If you are buying property, it is certainly a big decision and one that you will certainly never regret! After all, you have to take a home loan for buying your preferred property.
This naturally helps you avail of multifarious tax benefits and deductions. You will not have to worry about future income tax on property sale if you are aware of the deductions that you can claim seamlessly. While there is applicable tax on sale of property, you can avail of income tax deductions aplenty. It is wise to take a closer look at tax benefits and savings that you can get in case of buying a property with a home loan and also on sale of a property alike.
Tax benefits for homebuyers:
A home loan can be made more tax-efficient in case you suitably understand the sections of the Income Tax Act under which you can avail of tax benefits.
Section 80C:
Section 80C offers deductions on repayment of the principal amount of the home loan. You can avail of a deduction up to Rs. 1,50,000. However, you have to keep in mind that Section 80C covers investments made in PPF, SCSS (Senior Citizens’ Saving Scheme), NSC (National Savings Certificate), tax-saver FDs (Fixed Deposits) and equity-based mutual funds.

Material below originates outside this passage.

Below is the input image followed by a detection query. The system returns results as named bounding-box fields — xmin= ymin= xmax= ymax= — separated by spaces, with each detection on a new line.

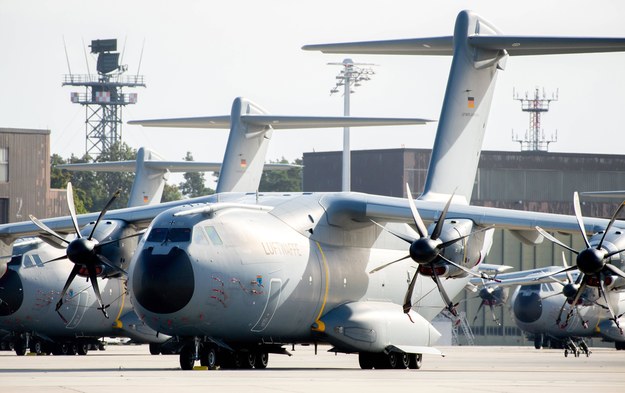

The benefit can be claimed only after the construction of the home has been completed and the completion certificate has been received by the homebuyer.
Section 24 (B):
Section 24 (B) covers tax benefits available on interest that is repaid on your home loan. The maximum amount deductible under this section is Rs. 2,00,000.
Yet, if the home has not been constructed within a period of 5 years from the end of the financial year during which the home loan was taken, the interest benefit goes down to only Rs. 30,000.
Section 80 EE:
This section works for first-time homebuyers and is provided over and above the other benefits. Homebuyers can avail of an added deduction of Rs. 50,000 subject to certain conditions:
- The value of the property bought should be lower than Rs. 50 lakh
- The maximum loan amount sought by the buyer should be within Rs. 35 lakh
- The loan must have been sanctioned between 1st April 2016 and 31st March 2017
Tax on long term capital gain/asset sale:
At present, long-term capital gains are taxable at 20%. The tax on house sale is as follows.
Funds | Effective on 11 July 2014: | On or before 10 July 2014: | ||
Short Term Gains. | Long Term Gains. | Short Term Gains. | Long Term Gains. | |
Debt Funds | @ tax slab rates of the individual | @ 20% with indexation | @ tax slab rates of the individual | @ 10% without indexation or 20% (with indexation whichever is lower). |
Equity Funds | 15% | Nil | 15% | Nil |
Calculating Capital Gains:
Calculation of capital gains is different for assets held for a longer period and for those held over a shorter period.
You should know these key terms:
- Full value consideration- Consideration received or to be received by the seller in exchange for his/her assets, which he/she transferred. Capital gains fall under chargeable tax in the year of their transfer, even if there has been no consideration received.
- Cost of acquisition- The value for which the seller acquires any capital asset.
- Cost of improvement- Expenses for making improvements to capital assets by sellers.
How to Calculate Long-Term Capital Gains:
You should start from the full value of consideration.
Deduct the following things-
- Expenditure incurred exclusively in connection with such transfer.
- Index cost of acquisition.
- Index cost of improvement.
From this result, deduct exemptions which are provided under sections 54, 54EC, 54F and 54B.
This amount is known as the long term capital gain. As per the Union Budget for 2018, long term capital gains on sale of property or equity shares/units of equity oriented funds realized post 31st March 2018 will be exempted up to Rs. 1 lakh annually.
Moreover, 10% taxes will be imposed for LTCG, in case of shares/units of equity based funds exceeding Rs. 1 lakh in a financial year minus indexation benefits. In case of a house sale, these expenses are deductible from the sale price:
- Brokerage or commission which is paid for securing a purchaser.
- The cost of stamp-papers.
- Traveling expenses which are related to the transfer.
- Where property was inherited, expenditure incurred due to procedures associated with the will and of the inheritance, obtaining the succession certificate and costs of executor may be allowed in some cases.